The Indie Hackers Podcast #73 Building the Habits Necessary to Succeed as a Founder with James Clear
|David Senra||Jan 20, 2019|
What was the most valuable thing you had to learn when you were starting a business? Learning to trust myself. Entrepreneurship is just the ability to trust that you will figure it out. If you have this belief you will keep showing up and doing the work.
Really helpful advice I received: Try things until something comes easily. Also known as The Explore/Exploit tradeoff. At the beginning of any process there should be a broad period of exploration. When you find what is best aligned with your skillset and interests, you should exploit.
James’ email subscriber growth over 4 years: 0 👉34,000 👉 100,000 👉225,000 👉400,000.
I picked the phrase Atomic Habits for 3 reasons: (1) The word atomic means tiny or small. My core philosophy is habits should be small. (2) Atoms are the fundamental unit of a larger system. Habits are like the atoms of our lives. If you layer them on top of each other, over time you end up with a powerful system. (3) Atomic also means the source of intense energy or power. That is the overall narrative of the book. If you build a system of positive habits you can end up with remarkable results in the long run.
Habits that have helped James with work: Exercise and sleep.
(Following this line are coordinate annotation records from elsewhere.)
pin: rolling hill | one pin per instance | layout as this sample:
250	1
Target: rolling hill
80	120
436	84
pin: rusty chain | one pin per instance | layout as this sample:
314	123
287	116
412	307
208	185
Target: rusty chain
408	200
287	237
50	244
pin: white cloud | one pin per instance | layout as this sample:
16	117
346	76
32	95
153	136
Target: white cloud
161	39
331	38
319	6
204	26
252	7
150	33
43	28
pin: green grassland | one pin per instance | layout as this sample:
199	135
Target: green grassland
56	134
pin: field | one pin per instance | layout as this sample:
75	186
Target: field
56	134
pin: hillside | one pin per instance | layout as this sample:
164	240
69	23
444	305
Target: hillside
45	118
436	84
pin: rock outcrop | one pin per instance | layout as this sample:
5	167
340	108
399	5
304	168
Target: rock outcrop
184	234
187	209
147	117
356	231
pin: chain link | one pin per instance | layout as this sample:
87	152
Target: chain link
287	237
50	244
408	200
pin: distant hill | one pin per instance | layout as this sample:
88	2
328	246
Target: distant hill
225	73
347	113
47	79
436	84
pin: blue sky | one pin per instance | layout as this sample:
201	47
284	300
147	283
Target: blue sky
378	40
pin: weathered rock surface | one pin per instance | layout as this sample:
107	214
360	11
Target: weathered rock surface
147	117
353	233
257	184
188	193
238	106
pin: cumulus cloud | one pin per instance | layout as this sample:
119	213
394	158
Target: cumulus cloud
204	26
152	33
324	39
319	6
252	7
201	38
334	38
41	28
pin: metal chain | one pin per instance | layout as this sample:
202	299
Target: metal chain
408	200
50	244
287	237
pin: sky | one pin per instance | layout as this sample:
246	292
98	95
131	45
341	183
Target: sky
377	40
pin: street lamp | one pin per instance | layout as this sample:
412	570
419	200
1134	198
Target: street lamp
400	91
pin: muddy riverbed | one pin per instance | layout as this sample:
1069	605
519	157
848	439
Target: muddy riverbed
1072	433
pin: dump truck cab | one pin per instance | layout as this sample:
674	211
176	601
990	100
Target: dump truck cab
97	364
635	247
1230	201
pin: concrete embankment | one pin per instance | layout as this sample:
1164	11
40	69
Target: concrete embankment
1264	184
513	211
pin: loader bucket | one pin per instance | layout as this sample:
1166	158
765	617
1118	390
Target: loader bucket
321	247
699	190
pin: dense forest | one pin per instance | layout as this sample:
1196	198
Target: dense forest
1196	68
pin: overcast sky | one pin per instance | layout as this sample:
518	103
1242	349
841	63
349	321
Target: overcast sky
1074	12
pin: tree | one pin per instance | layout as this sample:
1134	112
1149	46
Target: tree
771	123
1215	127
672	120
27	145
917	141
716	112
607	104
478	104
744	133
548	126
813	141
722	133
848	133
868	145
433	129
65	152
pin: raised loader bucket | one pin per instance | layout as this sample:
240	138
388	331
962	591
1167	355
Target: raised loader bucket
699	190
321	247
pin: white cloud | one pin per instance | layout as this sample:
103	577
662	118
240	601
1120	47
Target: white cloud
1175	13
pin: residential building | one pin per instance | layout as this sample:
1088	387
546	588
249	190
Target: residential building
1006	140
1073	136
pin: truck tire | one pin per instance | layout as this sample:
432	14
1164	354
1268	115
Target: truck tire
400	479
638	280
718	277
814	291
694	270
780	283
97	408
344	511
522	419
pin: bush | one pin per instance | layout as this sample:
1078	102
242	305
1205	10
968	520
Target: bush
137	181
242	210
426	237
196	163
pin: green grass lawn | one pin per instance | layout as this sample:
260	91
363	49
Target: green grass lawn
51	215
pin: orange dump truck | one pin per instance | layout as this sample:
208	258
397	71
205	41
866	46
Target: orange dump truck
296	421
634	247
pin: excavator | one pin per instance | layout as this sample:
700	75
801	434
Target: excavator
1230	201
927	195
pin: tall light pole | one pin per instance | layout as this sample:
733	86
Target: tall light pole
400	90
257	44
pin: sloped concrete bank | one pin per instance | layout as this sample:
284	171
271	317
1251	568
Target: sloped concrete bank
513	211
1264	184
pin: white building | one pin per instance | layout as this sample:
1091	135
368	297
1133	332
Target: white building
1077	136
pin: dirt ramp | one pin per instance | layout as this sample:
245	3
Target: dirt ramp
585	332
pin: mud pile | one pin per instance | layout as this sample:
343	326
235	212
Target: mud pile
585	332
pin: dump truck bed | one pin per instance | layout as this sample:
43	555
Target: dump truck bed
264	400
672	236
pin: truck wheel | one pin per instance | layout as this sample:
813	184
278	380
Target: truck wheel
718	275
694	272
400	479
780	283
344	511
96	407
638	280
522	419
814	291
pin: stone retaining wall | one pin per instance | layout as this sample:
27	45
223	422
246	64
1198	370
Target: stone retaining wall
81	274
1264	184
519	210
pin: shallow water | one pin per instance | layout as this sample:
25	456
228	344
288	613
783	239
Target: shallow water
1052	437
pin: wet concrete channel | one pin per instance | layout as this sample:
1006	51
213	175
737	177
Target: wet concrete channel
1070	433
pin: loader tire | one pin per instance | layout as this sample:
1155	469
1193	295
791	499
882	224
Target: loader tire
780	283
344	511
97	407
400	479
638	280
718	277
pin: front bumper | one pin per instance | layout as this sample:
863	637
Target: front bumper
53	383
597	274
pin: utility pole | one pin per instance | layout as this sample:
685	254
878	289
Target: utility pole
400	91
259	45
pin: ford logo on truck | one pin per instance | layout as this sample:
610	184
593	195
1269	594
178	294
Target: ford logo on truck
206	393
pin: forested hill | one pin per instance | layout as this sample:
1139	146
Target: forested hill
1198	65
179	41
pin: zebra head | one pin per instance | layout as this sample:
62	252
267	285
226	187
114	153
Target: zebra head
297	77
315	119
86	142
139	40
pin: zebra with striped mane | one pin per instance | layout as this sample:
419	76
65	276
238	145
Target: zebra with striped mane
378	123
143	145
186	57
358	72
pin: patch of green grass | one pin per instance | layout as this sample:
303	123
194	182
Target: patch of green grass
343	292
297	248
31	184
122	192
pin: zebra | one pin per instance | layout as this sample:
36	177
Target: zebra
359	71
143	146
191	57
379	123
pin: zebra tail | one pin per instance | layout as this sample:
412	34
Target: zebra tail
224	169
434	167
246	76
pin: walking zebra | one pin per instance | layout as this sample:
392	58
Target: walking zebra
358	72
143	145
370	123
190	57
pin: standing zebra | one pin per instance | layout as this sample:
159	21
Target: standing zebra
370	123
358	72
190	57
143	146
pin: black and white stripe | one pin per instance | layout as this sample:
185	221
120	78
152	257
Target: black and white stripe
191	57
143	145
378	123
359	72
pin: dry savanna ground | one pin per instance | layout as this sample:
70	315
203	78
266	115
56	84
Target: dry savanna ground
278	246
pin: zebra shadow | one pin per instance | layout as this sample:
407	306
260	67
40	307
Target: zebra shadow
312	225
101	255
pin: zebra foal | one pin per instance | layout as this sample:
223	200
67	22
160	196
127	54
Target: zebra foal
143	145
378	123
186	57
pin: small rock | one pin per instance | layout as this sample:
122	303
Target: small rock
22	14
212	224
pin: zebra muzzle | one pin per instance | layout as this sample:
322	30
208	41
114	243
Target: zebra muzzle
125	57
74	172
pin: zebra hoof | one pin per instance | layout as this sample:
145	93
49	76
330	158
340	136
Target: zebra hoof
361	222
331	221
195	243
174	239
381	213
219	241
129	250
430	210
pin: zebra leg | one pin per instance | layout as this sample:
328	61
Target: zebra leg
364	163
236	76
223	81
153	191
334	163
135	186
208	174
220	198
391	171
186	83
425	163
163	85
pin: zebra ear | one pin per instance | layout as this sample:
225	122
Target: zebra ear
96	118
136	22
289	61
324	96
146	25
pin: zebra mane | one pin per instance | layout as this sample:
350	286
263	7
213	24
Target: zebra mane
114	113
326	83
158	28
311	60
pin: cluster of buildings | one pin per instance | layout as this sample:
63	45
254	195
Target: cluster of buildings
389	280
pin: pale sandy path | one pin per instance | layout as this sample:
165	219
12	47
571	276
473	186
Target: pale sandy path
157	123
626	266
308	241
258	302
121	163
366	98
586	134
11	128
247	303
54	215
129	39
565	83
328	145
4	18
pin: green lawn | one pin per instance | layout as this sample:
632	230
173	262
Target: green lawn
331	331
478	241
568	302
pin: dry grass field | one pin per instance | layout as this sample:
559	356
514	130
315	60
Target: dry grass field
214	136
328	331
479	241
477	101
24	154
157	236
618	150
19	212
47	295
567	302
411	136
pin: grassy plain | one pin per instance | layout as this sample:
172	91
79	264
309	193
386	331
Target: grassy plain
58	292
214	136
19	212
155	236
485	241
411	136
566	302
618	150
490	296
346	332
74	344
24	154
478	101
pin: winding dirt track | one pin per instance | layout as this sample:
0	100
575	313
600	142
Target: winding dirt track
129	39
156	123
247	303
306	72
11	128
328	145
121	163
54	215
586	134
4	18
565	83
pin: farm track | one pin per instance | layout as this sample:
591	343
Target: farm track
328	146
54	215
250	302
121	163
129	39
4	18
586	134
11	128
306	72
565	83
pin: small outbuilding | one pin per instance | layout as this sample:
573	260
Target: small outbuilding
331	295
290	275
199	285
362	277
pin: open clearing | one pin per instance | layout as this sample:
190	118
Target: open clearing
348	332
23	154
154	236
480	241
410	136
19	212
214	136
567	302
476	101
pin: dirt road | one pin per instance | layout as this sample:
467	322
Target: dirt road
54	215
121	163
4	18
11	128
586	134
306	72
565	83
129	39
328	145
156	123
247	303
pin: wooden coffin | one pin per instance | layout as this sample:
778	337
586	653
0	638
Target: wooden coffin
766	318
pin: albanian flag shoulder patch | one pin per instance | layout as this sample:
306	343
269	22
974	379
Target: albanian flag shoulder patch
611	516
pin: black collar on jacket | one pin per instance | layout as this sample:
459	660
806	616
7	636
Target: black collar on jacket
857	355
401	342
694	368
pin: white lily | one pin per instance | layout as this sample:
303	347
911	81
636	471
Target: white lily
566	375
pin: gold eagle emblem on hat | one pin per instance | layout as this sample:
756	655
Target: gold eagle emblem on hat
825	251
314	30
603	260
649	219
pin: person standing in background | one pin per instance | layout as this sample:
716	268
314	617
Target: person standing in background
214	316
Weightlifting helps me deal with the psychological roller-coaster ride that being an entrepreneur puts you on. I also don’t cheat on sleep. 8 hours of sleep is the most valuable habit for productivity.
The key part of the writing process: I am not a very good writer. [Atomic Habits: An Easy & Proven Way to Build Good Habits & Break Bad Ones is a NY Times bestseller] I am a good editor. By the time I publish something it has been revised 50+ times.
Basic habit tracking is as effective as it is simple: Get a calendar. Each day you perform the habit you put an X on the day. This makes progress visual and motivating.
How did you find the time to build your business? By eliminating everything else besides a few key areas [sleep, weightlifting, wife]. I made it my life.
How James thinks about product design: Make it obvious. What do you want the person to do? Make that action as obvious as possible. Don’t make them think. [Book Recommendation on this topic: Don’t Make Me Think: A Common Sense Approach to Web Usability] And then make it easy. Making it easy is all about reducing the friction associated with your desired task.